Face à l'injustice et à la violence économique ? Aïe ! Le vote contestataire… ou la révolution !
Les signes sont là mais nos responsables font tout pour les ignorer [4].
--- Une démocratie fragile
Ce n'est peut-être pas pour aujourd'hui, mais cela couve tout de même. A chaque crise économique se développe une crise des valeurs, un risque de rupture du contrat social républicain [5]. Souvenons-nous que le fascisme avait fait son nid dans le désastre de la crise de 1929, même si en France le Front Populaire avait servi d'amortisseur, comparativement à l'Allemagne et à l'Italie.
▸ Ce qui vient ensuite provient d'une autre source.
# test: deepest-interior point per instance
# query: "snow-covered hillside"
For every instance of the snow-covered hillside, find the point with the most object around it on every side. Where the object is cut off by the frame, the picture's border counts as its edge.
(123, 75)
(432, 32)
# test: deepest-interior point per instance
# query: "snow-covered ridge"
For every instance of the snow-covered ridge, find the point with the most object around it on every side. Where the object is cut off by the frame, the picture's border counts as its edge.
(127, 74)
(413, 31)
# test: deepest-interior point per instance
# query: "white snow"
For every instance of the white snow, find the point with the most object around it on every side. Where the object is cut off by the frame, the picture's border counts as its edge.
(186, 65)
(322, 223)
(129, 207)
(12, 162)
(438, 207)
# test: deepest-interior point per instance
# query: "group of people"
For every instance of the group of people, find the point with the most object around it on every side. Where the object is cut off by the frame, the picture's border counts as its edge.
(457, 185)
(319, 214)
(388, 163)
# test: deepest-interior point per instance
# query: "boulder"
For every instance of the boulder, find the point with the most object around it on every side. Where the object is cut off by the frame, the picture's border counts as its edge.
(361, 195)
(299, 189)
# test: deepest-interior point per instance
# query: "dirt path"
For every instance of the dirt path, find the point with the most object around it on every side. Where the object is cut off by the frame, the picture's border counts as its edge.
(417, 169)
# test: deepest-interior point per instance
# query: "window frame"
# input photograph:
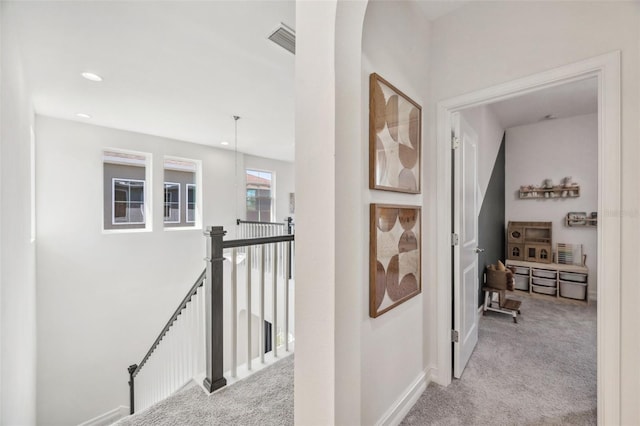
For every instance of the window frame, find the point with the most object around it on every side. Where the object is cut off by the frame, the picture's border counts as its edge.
(113, 201)
(195, 203)
(272, 193)
(165, 203)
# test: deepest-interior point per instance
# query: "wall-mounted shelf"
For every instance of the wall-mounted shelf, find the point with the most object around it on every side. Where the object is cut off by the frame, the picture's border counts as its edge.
(532, 192)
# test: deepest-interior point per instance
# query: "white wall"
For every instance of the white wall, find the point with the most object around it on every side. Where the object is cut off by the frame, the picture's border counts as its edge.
(486, 43)
(103, 297)
(484, 121)
(394, 45)
(554, 149)
(17, 271)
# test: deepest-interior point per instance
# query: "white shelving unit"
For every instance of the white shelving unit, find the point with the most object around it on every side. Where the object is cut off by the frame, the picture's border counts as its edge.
(569, 282)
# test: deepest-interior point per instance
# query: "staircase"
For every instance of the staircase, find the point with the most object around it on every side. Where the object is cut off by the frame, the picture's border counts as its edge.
(235, 319)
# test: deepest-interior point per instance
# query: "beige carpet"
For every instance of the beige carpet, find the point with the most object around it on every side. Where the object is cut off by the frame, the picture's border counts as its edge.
(541, 371)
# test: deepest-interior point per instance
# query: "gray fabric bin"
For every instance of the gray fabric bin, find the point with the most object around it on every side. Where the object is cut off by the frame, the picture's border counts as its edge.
(573, 276)
(544, 290)
(522, 282)
(573, 290)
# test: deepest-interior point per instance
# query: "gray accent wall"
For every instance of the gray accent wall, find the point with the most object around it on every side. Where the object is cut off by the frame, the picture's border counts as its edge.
(491, 220)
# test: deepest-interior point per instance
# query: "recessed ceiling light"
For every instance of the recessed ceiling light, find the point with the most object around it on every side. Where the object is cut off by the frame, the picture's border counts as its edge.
(91, 76)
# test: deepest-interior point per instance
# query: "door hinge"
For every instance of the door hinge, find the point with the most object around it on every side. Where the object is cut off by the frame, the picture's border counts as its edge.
(455, 142)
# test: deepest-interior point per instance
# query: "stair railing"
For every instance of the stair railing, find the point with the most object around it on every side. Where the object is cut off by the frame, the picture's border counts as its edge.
(178, 359)
(192, 341)
(252, 229)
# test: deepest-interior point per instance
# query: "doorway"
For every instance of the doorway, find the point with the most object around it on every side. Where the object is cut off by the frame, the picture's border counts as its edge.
(605, 69)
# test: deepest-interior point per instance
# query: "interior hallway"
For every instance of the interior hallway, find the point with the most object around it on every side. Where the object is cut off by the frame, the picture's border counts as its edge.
(539, 371)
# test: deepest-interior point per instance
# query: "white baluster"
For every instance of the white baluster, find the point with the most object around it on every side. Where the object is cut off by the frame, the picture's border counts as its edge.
(234, 315)
(261, 328)
(286, 295)
(249, 259)
(274, 330)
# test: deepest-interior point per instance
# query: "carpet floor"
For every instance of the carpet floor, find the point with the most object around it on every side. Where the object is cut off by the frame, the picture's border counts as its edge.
(265, 398)
(541, 371)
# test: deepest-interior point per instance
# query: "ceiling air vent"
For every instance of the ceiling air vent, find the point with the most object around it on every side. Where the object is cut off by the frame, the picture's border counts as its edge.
(284, 37)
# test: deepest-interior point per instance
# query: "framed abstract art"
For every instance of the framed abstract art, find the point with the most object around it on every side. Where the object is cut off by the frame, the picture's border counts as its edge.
(395, 129)
(394, 256)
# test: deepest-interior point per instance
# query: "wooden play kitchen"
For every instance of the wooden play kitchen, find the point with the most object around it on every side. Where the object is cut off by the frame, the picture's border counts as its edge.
(529, 241)
(529, 252)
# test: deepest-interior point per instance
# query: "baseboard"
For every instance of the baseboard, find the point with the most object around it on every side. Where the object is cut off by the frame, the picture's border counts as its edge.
(108, 418)
(397, 412)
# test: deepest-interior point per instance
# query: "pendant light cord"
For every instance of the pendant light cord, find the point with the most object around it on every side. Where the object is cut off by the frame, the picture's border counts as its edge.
(236, 118)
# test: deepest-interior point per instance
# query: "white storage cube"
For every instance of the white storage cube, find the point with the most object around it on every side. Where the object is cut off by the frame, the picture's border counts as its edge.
(543, 273)
(544, 290)
(573, 290)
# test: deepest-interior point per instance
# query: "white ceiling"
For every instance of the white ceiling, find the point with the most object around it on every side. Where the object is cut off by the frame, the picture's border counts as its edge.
(434, 9)
(174, 69)
(567, 100)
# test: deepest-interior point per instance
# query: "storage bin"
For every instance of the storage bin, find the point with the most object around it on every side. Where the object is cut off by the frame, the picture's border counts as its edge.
(573, 276)
(542, 273)
(522, 282)
(544, 282)
(544, 290)
(522, 270)
(573, 290)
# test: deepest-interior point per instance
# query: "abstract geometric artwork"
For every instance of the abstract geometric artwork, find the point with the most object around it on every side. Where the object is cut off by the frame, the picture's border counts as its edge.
(395, 128)
(394, 258)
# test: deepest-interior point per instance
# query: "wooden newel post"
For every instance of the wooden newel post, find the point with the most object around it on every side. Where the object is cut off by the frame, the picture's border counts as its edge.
(131, 369)
(289, 232)
(213, 309)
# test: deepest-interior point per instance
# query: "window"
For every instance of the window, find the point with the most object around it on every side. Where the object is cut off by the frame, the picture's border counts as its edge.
(259, 195)
(180, 207)
(171, 202)
(191, 203)
(126, 199)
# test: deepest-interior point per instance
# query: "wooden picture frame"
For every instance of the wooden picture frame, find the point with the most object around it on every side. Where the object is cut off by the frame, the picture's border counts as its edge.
(395, 136)
(394, 256)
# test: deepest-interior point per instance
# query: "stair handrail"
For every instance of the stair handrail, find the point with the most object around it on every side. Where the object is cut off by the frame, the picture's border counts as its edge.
(256, 222)
(135, 368)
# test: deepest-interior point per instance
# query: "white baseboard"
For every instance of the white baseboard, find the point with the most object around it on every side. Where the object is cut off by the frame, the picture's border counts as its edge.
(397, 412)
(108, 418)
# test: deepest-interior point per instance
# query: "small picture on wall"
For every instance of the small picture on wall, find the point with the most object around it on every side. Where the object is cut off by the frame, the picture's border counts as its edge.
(394, 258)
(395, 128)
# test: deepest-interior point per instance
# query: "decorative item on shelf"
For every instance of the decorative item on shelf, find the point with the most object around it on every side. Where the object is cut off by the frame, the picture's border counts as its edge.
(567, 189)
(581, 219)
(569, 254)
(395, 128)
(394, 258)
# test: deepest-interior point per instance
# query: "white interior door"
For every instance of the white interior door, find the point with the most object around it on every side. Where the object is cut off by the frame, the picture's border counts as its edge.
(465, 223)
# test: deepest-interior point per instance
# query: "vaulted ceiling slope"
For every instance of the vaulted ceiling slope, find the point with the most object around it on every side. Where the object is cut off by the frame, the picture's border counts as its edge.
(170, 68)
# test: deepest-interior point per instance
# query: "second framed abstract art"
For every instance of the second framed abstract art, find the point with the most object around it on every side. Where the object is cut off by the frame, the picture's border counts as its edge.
(394, 256)
(395, 128)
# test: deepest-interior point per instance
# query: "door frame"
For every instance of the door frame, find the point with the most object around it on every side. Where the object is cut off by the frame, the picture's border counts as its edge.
(606, 68)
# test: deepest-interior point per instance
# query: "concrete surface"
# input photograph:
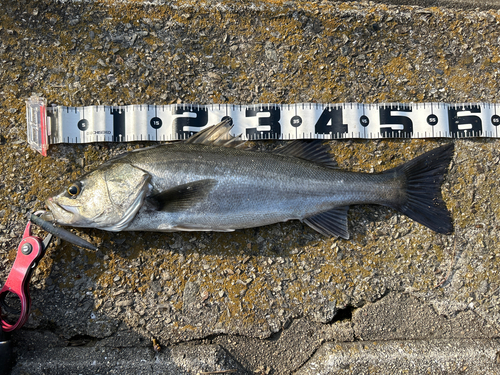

Un siècle quasiment a passé, mais sommes-nous assurés d'être mieux protégés aujourd'hui ?
Quand trop de gens se trouvent écartés du niveau de vie et de protection qu'ils estiment légitime ? Quand ceux qui sont matériellement préservés craignent de les rejoindre dans le marasme, et soufrent déjà moralement ? Quand tout le monde prend conscience avec effroi de l'impact catastrophique de l'homme sur la planète ? Quand les enfants de 1968 constatent l'échec des rêves de paix, de tolérance, d'égalité et de liberté de leurs parents ?
Sommes-nous parfaitement assurés de la puissance de notre culture démocratique pour faire face aux défis d'aujourd'hui ?
Quand nous observons la manière dont la classe politique se sert de notre vote pour trahir les intérêts du peuple ? Quand nous subissons tous les jours via les médias l'appauvrissement du débat [6] sur notre monde et la manière de le gouverner ? Quand la culture [7], d'expression vivante de la nation, en vient à se réduire à deux propositions : l'art "marchandisé" pour l'élite, et le loisir de masse pour les autres ? Quand l'école elle-même est affaiblie dans son aptitude à former les citoyens de la République ?
--- Notre pouvoir
Nous pouvons encore faire comme si tout allait (assez) bien.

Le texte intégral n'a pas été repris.